# Best bedding for babies



## skinnybaby212 (Oct 18, 2011)

What would you suggest is the best bedding for babies for their nest? im in the uk and currently im just using the shredded paper that you can buy from any of the pet shops but im sure theres something better?


----------



## Laigaie (Mar 7, 2011)

My does absolutely love really really cheap toilet paper. The 1-ply stuff that I would never use for myself? Anyway, I keep a roll next to the rack, and put about a foot-long section or two in. The mums tear it up into shreds the size they want, have no trouble dragging it around, and it's both cheap and soft enough for them. They also like card paper, like you'd get on a box of pasta. Boxes like that get turned into flat sheets, and pregnant mums get one or two of those, too. They usually bury those under their bedding to construct tunnels, or put them between the toilet paper and the shavings in the nest.


----------



## moustress (Sep 25, 2009)

Sheets of TP give them something to do, even the boys like to mess around with it, and sometimes the guys build great nests! Both sexes go loony sometimes with a sheet. I've seen a mousie running on a wheel with a sheet of TP held in the mouth, flying up over them as they scoot about...some times I just put a sheet over babies if the doe hasn't made anything that looks like a nest. And sometimes the doe gets the idea and starts making a nest. I'm convinced that kind of behavior isn't all instinctual, but is partly learned behavior.
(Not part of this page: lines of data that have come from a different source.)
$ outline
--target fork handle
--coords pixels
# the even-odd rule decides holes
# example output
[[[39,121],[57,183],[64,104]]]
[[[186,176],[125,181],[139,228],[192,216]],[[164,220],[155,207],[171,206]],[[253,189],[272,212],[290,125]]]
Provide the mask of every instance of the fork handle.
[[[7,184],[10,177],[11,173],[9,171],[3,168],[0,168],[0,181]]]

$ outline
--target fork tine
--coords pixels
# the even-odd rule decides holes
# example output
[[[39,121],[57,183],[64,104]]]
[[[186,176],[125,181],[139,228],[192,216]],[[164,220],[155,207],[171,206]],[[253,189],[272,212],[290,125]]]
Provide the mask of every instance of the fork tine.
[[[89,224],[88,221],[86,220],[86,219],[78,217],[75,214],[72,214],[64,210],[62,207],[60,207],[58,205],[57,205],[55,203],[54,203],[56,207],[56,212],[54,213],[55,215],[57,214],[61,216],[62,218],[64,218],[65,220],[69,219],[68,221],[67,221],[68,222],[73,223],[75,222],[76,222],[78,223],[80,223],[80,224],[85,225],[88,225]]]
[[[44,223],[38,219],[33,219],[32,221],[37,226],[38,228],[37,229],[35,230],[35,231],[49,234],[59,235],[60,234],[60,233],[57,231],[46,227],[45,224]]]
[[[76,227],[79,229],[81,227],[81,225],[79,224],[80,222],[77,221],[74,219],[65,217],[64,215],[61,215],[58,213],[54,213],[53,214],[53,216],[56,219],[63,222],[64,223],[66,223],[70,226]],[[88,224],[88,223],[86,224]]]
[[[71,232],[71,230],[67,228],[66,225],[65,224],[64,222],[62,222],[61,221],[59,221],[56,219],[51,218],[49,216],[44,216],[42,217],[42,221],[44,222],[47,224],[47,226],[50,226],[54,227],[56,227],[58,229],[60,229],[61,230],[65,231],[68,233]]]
As for babies, I have sometimes used scraps of polar fleece, and that seems to very popular, and hasn't created any problems that I've seen so far. I've only used it for orphaned fuzzies and hoppers. The fibers are pretty short and compact, and I've seen no tendency to bind whatsoever.


----------



## Gill (Sep 16, 2011)

Most mice seem to clear a space on the floor of the cage and put the babies directly on that, then cover them with nesting material. As Moustress says, loo roll is a favourite, and I find they also like polyroll and newspaper. And, yes, I've also used a sheet of loo roll paper to cover babies while the mother is out of the nest because she hasn't worked it out for herself.


----------



## skinnybaby212 (Oct 18, 2011)

yeah ive noticed she is clearing a space and putting the babies directly onto the floor, thats why i was wondering about bedding, i thought maybe she wasnt happy with what she's got, but she does cover them up in the shredded paper


----------



## skinnybaby212 (Oct 18, 2011)

yeah ive noticed she is clearing a space and putting the babies directly onto the floor, thats why i was wondering about bedding, i thought maybe she wasnt happy with what she's got, but she does cover them up in the shredded paper


----------